# Web Data Extraction & APIs

**Focus site:** `https://quotes.toscrape.com`  
**Goals:**
- Understand how web pages load: HTTP/HTTPS, requests, responses, HTML/CSS/JS, rendering.
- Use DevTools to inspect requests & responses.
- Reproduce a browser request via cURL and then with Python `requests`.
- Parse HTML with **BeautifulSoup** in multiple ways.
- Extract quotes (text), authors, and tags.
- Save results with **pandas** to a CSV (custom separators).
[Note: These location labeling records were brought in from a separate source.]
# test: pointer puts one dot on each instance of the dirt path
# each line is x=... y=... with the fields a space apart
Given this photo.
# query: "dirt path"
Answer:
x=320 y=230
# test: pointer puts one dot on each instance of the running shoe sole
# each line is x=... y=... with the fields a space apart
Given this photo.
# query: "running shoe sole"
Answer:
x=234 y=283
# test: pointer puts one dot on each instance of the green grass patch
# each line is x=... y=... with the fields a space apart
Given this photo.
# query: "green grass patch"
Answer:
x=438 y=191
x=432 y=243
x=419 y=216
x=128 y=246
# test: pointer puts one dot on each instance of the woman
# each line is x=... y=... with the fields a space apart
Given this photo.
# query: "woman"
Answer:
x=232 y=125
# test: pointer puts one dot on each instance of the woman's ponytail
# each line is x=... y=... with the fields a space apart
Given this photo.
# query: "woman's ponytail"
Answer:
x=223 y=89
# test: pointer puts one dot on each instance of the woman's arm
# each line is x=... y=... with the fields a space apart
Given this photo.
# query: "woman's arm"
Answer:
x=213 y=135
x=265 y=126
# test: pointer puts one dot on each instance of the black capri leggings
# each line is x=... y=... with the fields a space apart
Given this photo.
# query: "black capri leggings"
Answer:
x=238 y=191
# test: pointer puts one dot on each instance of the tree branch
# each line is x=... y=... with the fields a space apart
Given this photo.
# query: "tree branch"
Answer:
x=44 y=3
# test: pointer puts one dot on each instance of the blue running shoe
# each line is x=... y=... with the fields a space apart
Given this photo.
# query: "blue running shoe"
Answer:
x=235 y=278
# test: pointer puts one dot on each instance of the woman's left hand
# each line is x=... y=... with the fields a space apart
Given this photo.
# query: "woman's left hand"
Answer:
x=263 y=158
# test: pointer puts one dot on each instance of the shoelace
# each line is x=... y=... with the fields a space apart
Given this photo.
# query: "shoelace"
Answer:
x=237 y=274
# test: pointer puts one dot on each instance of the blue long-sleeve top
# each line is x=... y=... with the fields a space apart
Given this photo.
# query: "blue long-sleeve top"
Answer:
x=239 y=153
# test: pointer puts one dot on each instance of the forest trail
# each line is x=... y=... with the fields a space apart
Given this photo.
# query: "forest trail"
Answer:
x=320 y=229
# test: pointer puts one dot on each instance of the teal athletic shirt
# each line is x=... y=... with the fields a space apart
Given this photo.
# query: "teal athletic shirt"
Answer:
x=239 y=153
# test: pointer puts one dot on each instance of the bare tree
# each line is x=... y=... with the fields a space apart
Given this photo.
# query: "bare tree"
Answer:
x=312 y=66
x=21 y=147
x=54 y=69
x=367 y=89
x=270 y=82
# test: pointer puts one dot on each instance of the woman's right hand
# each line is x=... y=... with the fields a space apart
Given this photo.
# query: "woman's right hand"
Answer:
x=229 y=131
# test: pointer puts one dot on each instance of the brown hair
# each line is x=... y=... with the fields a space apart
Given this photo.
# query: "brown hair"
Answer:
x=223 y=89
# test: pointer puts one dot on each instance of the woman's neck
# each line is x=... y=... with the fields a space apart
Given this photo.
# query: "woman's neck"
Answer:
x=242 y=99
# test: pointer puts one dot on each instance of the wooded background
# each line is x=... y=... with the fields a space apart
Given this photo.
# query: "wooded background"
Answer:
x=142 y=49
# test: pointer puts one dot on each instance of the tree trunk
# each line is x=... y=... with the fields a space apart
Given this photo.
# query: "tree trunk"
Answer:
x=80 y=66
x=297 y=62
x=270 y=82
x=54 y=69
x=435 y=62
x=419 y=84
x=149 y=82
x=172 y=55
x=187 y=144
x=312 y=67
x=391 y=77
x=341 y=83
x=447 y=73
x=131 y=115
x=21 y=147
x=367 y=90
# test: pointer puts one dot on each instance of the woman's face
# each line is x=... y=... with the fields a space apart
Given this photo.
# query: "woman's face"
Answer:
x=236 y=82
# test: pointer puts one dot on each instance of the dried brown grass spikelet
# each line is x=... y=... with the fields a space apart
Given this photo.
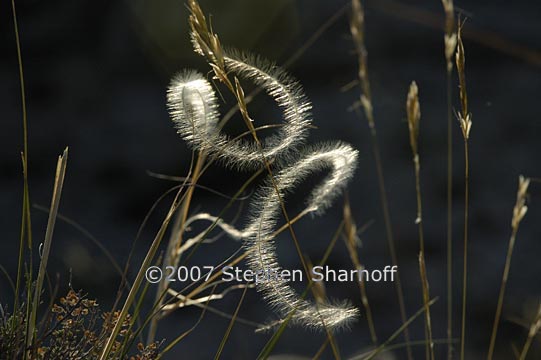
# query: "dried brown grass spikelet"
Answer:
x=449 y=37
x=520 y=208
x=464 y=116
x=414 y=116
x=356 y=27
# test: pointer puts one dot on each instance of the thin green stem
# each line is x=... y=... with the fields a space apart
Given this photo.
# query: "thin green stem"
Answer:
x=501 y=294
x=449 y=217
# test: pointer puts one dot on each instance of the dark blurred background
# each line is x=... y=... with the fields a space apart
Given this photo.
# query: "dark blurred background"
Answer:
x=96 y=75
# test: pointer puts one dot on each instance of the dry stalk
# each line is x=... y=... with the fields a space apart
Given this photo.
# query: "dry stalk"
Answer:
x=464 y=118
x=358 y=34
x=413 y=110
x=450 y=40
x=534 y=329
x=351 y=239
x=519 y=211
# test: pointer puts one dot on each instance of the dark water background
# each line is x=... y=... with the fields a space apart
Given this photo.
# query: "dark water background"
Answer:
x=96 y=74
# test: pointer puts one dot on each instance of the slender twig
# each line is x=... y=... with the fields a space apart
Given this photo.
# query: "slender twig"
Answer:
x=351 y=233
x=534 y=329
x=413 y=110
x=465 y=121
x=449 y=49
x=519 y=211
x=55 y=203
x=357 y=32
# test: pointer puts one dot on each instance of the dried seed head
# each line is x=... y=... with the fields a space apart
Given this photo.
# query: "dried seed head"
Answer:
x=520 y=209
x=414 y=116
x=450 y=38
x=265 y=210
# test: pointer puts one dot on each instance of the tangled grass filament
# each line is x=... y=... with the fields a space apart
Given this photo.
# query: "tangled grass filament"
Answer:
x=193 y=107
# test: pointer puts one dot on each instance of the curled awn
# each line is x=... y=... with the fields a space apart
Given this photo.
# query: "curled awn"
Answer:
x=193 y=107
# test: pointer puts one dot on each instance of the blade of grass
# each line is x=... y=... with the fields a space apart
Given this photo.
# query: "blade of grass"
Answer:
x=230 y=327
x=534 y=329
x=399 y=331
x=26 y=224
x=358 y=34
x=464 y=118
x=519 y=211
x=449 y=50
x=55 y=202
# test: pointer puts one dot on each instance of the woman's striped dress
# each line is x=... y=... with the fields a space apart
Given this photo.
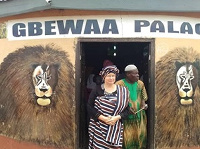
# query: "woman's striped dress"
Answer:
x=101 y=135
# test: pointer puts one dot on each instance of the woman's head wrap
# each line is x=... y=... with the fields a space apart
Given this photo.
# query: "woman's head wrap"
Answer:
x=108 y=69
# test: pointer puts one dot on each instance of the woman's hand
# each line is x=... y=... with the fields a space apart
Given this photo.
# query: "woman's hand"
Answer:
x=104 y=119
x=113 y=119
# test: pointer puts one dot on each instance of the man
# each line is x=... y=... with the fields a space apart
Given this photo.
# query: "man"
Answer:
x=135 y=133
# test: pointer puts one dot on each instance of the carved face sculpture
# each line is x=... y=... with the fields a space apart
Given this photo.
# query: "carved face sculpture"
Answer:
x=186 y=80
x=45 y=78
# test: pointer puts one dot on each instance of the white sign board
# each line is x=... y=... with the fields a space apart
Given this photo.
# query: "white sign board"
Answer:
x=116 y=26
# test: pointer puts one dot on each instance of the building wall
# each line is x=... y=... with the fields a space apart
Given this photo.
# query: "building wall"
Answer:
x=176 y=108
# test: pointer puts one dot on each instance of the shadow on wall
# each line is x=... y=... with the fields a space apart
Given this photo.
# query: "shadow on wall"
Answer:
x=37 y=96
x=177 y=99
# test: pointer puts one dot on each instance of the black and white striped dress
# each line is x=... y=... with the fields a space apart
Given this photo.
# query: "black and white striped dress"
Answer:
x=101 y=135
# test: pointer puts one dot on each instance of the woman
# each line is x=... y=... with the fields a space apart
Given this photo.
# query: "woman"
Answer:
x=108 y=107
x=135 y=133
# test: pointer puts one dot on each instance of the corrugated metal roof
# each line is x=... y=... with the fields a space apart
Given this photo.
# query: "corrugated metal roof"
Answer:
x=13 y=7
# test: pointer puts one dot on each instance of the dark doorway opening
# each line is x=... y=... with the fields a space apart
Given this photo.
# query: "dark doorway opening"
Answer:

> You’ll run this notebook top-to-bottom during the lecture. Fill TODOs where asked.  
> Where you see “(paste image here)” you can drag & drop screenshots from DevTools into the notebook.



## Setup

We’ll rely on these packages:
- `requests`
- `beautifulsoup4`
- `pandas`

If you need to install them in your environment, run (uncomment if needed):


In [None]:
# !pip install requests beautifulsoup4 pandas


## 1) How Web Pages Work (HTTP/HTTPS → HTML → Render)

At a high level:
1. Your browser sends an **HTTP/HTTPS GET** request to a URL.  
2. The **server** responds with an **HTTP response**, typically HTML.  
3. The browser parses HTML and often issues **additional requests** for CSS, JS, fonts, and images.  
4. The browser **renders** the page incrementally; JavaScript may fetch more data (**XHR/fetch**) and modify the DOM.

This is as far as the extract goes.